Ce n'est pas Sophie -mais Mike- et j'ai peur qu'elle ne m'adresse plus la parole pendant un moment. Je sais l'avoir blessée et je suis l'adulte. Je suis censée prendre sur moi. Cependant, tout le monde a ses limites.

Oui.

Je m'y trouve déjà, de toute manière. Je prends garde à inspirer et expirer correctement avant sa venue. De loin, je l'aperçois qui se stoppe. Becca lui dit quelques mots, Mike et Ashley également. Je me doute que cette dernière ne soit pas tendre avec moi. Si elle te menace, hurle. Lui a-t-elle sans doute conseillé. Sophie n'hésite pas avant d'avancer. Fière et arrogante, elle s'approche de moi. Je l'imagine déjà tourner brusquement la tête pour me faire comprendre qu'elle est fâchée. Je ne lui en laisserais pas l'occasion cette fois. Elle n'est pas encore tout à fait devant moi, que je lui lance :

— J'ai réfléchi.

L'annonce la déstabilise puisqu'elle manque de tomber. Elle se stoppe devant moi, son visage me disant « Ouais, et ? ». Je prends le temps de m'abaisser à son niveau. Son jeu ne m'atteindra pas. Cette fois, c'est moi qui mènerais la danse.

— J'ai essayé de comprendre certaines de tes réflexions et je pense que ta logique est un peu plus ordonnée pour moi. Je m'excuse donc pour ce verre, qui n'est pas une attitude correcte.
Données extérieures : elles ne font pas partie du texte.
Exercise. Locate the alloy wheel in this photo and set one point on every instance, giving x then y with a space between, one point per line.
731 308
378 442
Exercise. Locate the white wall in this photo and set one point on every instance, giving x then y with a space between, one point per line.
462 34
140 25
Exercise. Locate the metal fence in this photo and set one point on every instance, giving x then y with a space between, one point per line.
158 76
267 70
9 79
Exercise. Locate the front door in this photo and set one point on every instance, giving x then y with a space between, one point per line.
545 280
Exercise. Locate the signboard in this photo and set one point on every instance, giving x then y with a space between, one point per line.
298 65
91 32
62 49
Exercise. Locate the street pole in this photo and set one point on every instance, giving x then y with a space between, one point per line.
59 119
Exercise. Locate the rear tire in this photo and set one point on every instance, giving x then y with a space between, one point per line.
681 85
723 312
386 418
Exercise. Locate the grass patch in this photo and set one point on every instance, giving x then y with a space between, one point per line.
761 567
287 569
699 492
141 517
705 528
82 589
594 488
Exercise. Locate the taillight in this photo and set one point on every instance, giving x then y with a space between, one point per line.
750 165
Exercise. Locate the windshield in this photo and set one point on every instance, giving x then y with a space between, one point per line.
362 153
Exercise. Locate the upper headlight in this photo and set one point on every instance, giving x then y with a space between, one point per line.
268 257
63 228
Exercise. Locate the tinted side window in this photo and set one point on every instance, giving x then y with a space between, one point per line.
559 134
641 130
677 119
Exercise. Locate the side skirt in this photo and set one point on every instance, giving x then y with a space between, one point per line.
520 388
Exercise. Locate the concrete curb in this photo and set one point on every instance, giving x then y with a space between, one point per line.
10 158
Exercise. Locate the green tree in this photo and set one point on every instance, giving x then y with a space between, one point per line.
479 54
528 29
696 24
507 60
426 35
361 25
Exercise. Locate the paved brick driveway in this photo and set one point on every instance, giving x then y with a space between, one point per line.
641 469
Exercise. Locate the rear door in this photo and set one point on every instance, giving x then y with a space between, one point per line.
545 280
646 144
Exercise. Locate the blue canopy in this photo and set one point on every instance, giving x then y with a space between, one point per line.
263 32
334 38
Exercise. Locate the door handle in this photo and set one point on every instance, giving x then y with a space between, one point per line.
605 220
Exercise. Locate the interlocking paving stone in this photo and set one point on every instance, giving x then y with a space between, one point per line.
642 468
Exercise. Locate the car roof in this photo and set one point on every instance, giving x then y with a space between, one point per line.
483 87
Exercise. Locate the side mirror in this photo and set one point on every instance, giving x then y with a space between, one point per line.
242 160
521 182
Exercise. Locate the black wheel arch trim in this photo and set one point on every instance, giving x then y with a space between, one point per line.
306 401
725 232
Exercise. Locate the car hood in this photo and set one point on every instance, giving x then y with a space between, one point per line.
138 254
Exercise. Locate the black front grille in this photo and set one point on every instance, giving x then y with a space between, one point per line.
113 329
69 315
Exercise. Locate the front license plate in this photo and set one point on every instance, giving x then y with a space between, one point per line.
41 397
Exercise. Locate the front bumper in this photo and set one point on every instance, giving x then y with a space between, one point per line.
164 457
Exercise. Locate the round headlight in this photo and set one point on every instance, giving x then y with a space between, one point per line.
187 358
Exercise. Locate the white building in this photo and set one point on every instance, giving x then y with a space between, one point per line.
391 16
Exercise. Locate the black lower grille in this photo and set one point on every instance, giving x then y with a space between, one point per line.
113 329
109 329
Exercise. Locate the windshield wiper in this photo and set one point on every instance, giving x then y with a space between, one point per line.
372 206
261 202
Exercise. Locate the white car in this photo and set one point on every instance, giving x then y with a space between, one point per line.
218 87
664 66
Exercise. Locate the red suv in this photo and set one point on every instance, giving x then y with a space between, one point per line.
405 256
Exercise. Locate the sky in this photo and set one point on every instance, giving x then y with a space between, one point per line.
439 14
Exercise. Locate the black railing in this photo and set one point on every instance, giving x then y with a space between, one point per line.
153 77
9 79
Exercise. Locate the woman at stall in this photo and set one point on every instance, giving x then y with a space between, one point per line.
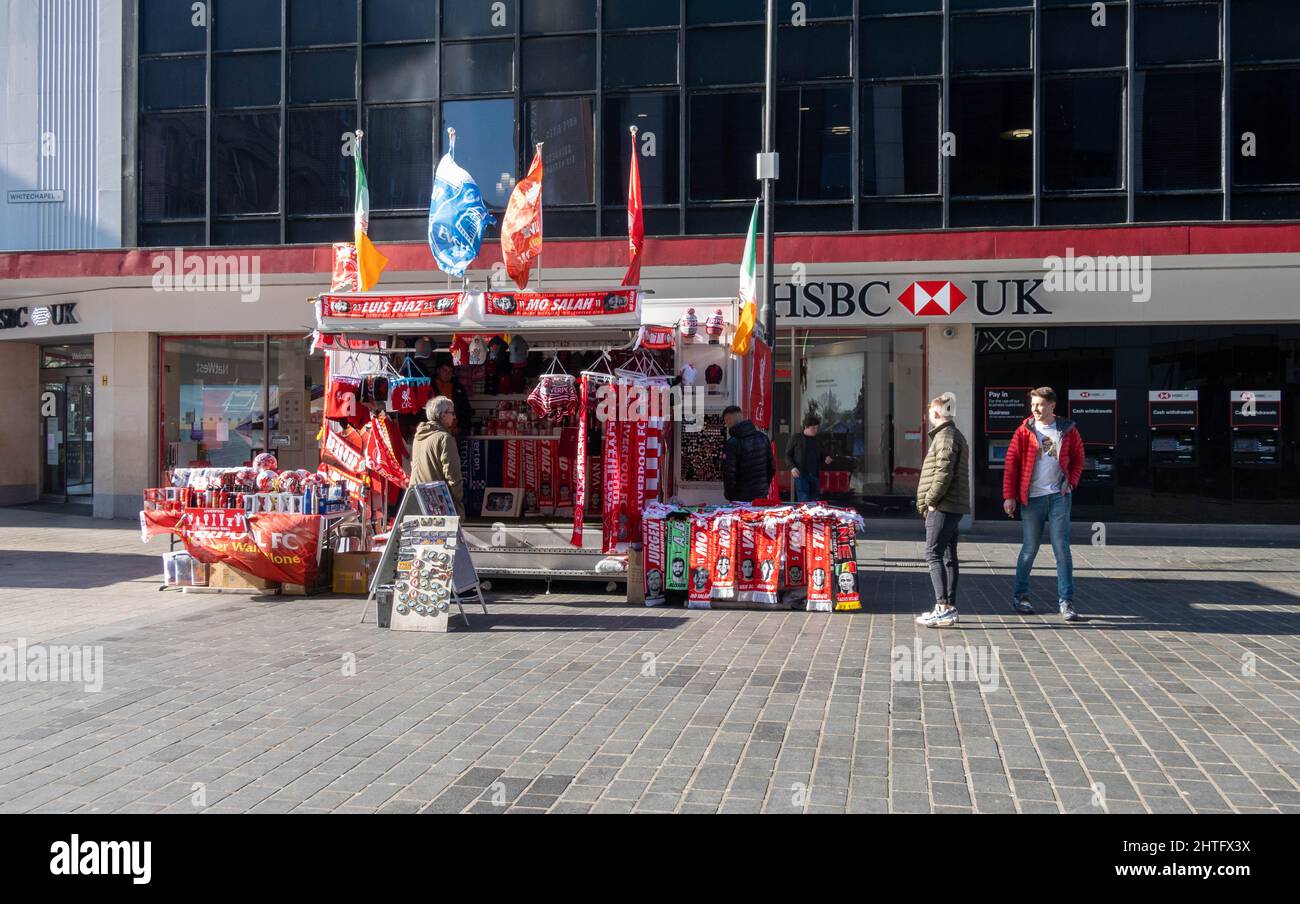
434 454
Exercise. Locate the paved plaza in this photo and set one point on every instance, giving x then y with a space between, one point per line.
1177 693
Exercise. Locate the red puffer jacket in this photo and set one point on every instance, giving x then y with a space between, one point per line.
1023 453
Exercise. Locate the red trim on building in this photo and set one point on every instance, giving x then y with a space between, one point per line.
698 251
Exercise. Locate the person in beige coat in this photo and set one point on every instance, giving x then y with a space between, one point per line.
434 454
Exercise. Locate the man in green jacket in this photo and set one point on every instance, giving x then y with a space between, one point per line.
943 497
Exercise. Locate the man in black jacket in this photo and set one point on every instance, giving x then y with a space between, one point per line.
748 461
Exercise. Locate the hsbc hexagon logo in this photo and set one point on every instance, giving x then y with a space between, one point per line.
932 299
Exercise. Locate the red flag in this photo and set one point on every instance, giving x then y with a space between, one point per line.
636 220
521 226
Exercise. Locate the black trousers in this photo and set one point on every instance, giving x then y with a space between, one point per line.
941 554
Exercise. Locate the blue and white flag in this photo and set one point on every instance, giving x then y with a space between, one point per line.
456 215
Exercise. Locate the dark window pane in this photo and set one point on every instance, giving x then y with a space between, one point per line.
655 119
724 56
245 24
485 145
551 16
640 14
559 64
401 73
399 159
1256 33
246 79
482 66
707 12
167 26
173 167
1084 125
321 22
245 163
321 76
991 42
814 51
1177 34
404 20
320 177
726 133
902 47
900 139
1079 38
1178 132
472 18
993 124
170 83
815 145
638 60
1266 103
567 125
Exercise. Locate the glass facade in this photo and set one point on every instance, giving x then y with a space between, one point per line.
892 113
1195 459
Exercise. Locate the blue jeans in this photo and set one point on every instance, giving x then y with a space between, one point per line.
1054 511
806 488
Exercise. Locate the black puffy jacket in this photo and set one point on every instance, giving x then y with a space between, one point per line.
748 463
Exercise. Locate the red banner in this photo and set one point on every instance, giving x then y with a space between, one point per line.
391 307
560 305
272 545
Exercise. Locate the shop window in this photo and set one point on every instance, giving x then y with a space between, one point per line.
900 139
321 22
902 47
986 43
320 177
480 126
655 117
558 64
246 163
245 79
173 83
1178 129
1187 33
817 146
480 66
399 161
173 165
1266 104
321 76
724 56
1083 122
553 16
726 133
566 125
993 125
1077 38
640 60
167 26
475 18
408 20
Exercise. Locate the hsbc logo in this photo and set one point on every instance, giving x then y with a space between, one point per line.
932 299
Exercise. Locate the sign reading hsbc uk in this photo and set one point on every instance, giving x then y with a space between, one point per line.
52 315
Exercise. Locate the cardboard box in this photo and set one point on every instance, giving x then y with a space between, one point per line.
352 572
226 578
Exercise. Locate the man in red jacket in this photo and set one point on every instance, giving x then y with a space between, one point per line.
1044 463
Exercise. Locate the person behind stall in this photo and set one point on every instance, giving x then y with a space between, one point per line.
805 458
434 454
748 461
445 384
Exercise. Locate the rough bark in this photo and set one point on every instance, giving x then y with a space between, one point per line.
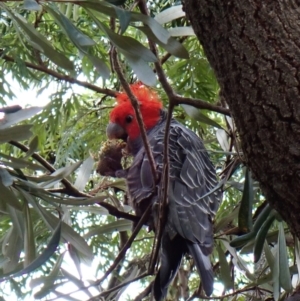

Elle hoche la tête, sans changer d'expression.

— A présent, j'aimerais que tu fasses ce que je te demande. Ça va te sembler un peu bizarre au début, mais quand on aura fini, je t'expliquerais. Ok ?

— Aucun reproche ?

Ce n'est pas mon but. J'espère allumer une ampoule dans le noir de son esprit.

— Promis.

— Alors, ok. Je fais quoi ?

Je me redresse soulagée. Sophie a l'air d'être plus intelligente que je ne le pense. Mike lui a-t-il encore parlé en trouvant les bons mots ?

— Tu as du maquillage avec toi ?

Elle hoche la tête, ce qui ne m'étonne pas.

— Suis-moi.

Je m'assois sur un banc, puis la fixe.

— D'après toi, je ne prends pas soin de mon apparence, pourquoi ?

Ma sœur semble immédiatement saisir ce que je souhaite.

— Vraiment ? questionne-t-elle un sourire aux lèvres.

— Prend tes trucs bizarres et maquille-moi. Mais juste la moitié du visage, c'est important.

Cette partie la fait un peu froncer les sourcils. Cependant, elle passe très vite dessus et se met à la tâche. Je ne fais aucun commentaire, ne l'arrête à aucun moment -et mon Dieu, combien j'en ai envie- et la laisse s'en donner à cœur joie. Je ne comprends pas son engouement pour cet artifice, même si je conçois les sentiments qu'il peut donner. Confiance en soi. Sentiment de supériorité. L'impression d'être quelqu'un d'autre.

Une fois qu'elle a fini, je lui prends la main et l'emmène dans un magasin de vêtement. Il n'est nullement choisi au hasard. J'ai déjà fait le tour, plus tôt, afin de savoir exactement ce qui conviendrait. C'est donc sans hésitation que je me saisis d'une robe et de chaussures et entre dans la cabine d'essayage. Avant de me montrer, je prends garde à masquer la partie maquillée de mon visage. J'espère que mon stratagème va fonctionner.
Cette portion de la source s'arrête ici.